Tuesday, December 6, 2011

Candle's Procedural Design

In the previous blog, I've shared my thoughts about functional programming. Sometimes it looks like to me that procedural programmers are side-effect addicted, whereas functional programmers tend to have side-effect phobia. Hard-core functional programmers tend to spread the feelings that side-effects are evil. Yes, if the side-effects are unnecessary, then they should be eliminated by all means. But if the side-effects are desirable (by requirements), then there's nothing evil about them. There's no impurity in a program if it allows desirable side-effects.

Everyone agrees that side-effects should be controlled and carried out in a structured manner. The question is how. I think the Holy Grail of current programming language design is to find the best way to mix procedural programming with functional programming. In the following blog, I'm going to talk about the procedural design in Candle, and how it compares to similar designs in languages, like Haskell, Erlang and Clojure.

Separation of Side-Effects

Separation-of-side-effects is a fundamental mechanism in Candle to cleanly segregate the functional world from the procedural world. It's not a completely new idea. A similar concept, command-query separation, is also proposed by the creator of Eiffel, Bertrand Meyer. This principle is probably also recommended in all programming languages as a good practice. The setter and getter in OOP can be thought as following this principle as well. But only Candle has make it into the design of the language.

Many new programming language, like Python, Ruby and Scala, are embracing functional programming features. But without SoSE, the compiler cannot check the purity of some seemingly functional code. The functional features can be ruined by just a single line of careless procedural code.

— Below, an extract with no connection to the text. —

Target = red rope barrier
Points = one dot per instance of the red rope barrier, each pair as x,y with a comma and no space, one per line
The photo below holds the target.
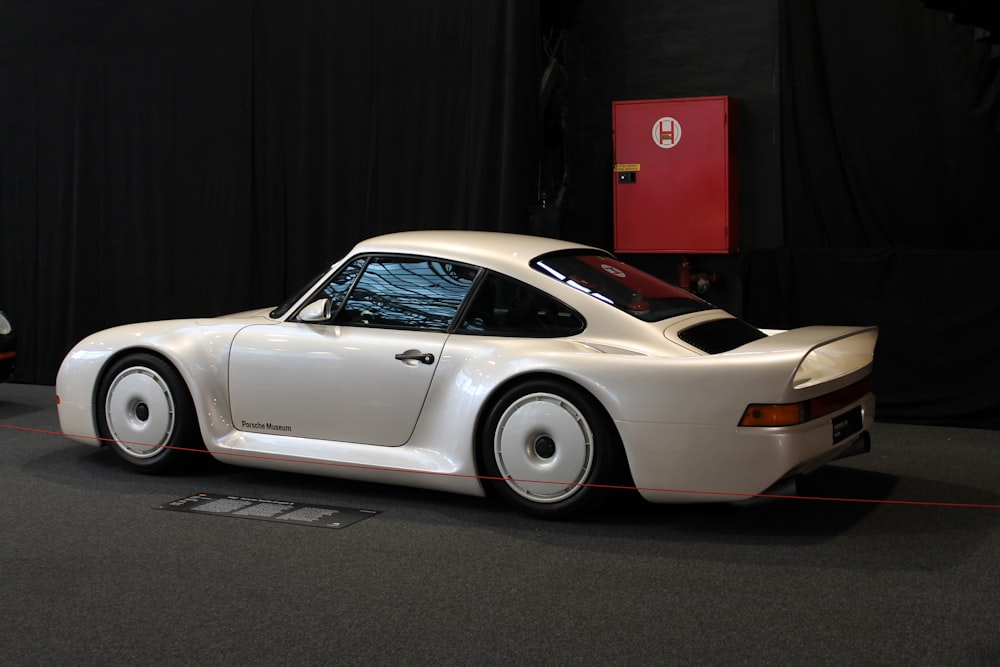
871,501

And it's also sad to see many XQuery and XSLT implementations are introducing external routines without separating the functional ones from the procedural ones. This simply spoils the functional design of XQuery and XSLT. This shows that most programmers today still have predominantly a procedural mindset.

I'd also like to compare SoSE against I/O monad in Haskell. I was really amazed when I first studied I/O monad and discovered how similar it was to Candle's SoSE.

Haskell Candle
Actual code performing side-effects are encapsulated by the system. Actual code performing side-effects are encapsulated as system method.
A normal function cannot call functions containing action. A function cannot call any method.
Actions or functions containing action cannot be called in an expression. Expressions in Candle are always functional, thus cannot call any method.
Do notation. Procedural statements in Candle.
Functions containing action must be declared with IO type. Routines with side effects must be declared as method.

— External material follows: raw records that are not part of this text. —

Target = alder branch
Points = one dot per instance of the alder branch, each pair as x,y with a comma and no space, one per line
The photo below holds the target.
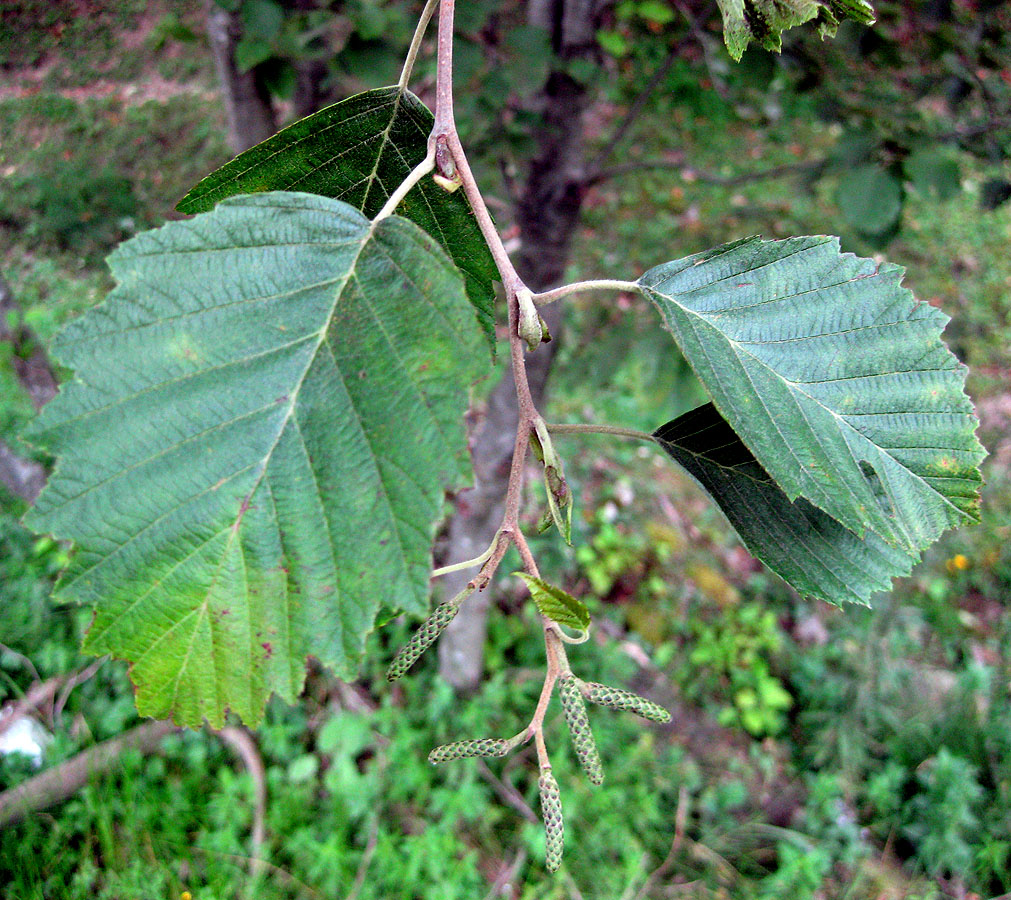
63,781
37,695
242,743
452,163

But SoSE in Candle is much easier to understand than monad. The lines in the table above are sufficient to describe it. But to understand monad, you have to go through a whole course (and a few times maybe). Yes, some may argue that understanding of monad is not required to make use of I/O monad, but I feel that is just like the way Microsoft sells its OS - you just have to know how to use it; you don't have to know how it works. Is monad really dummy-proof?

But the similarity between Candle SoSE and Haskell I/O monad does not mean I think monadic I/O is a right design today. It would be a right choice 16 years ago to introduce monadic I/O to Haskell. But as programming language evolves, byte and line oriented I/O is becoming too low-level. Modern query languages, like XQuery, XSLT, SPARQL, no longer concerns about how the source data is loaded and serialized. They just declare where to get what they want, it is all up to the underlying engine to implement the I/O; whether it is in whole chunk or buffered, pipelined, streamed, lazy or eager, cached or not cached, local or remote, they don't care. This is the right direction to go. So in Candle, you won't see low level system routines like read-line(), read-byte().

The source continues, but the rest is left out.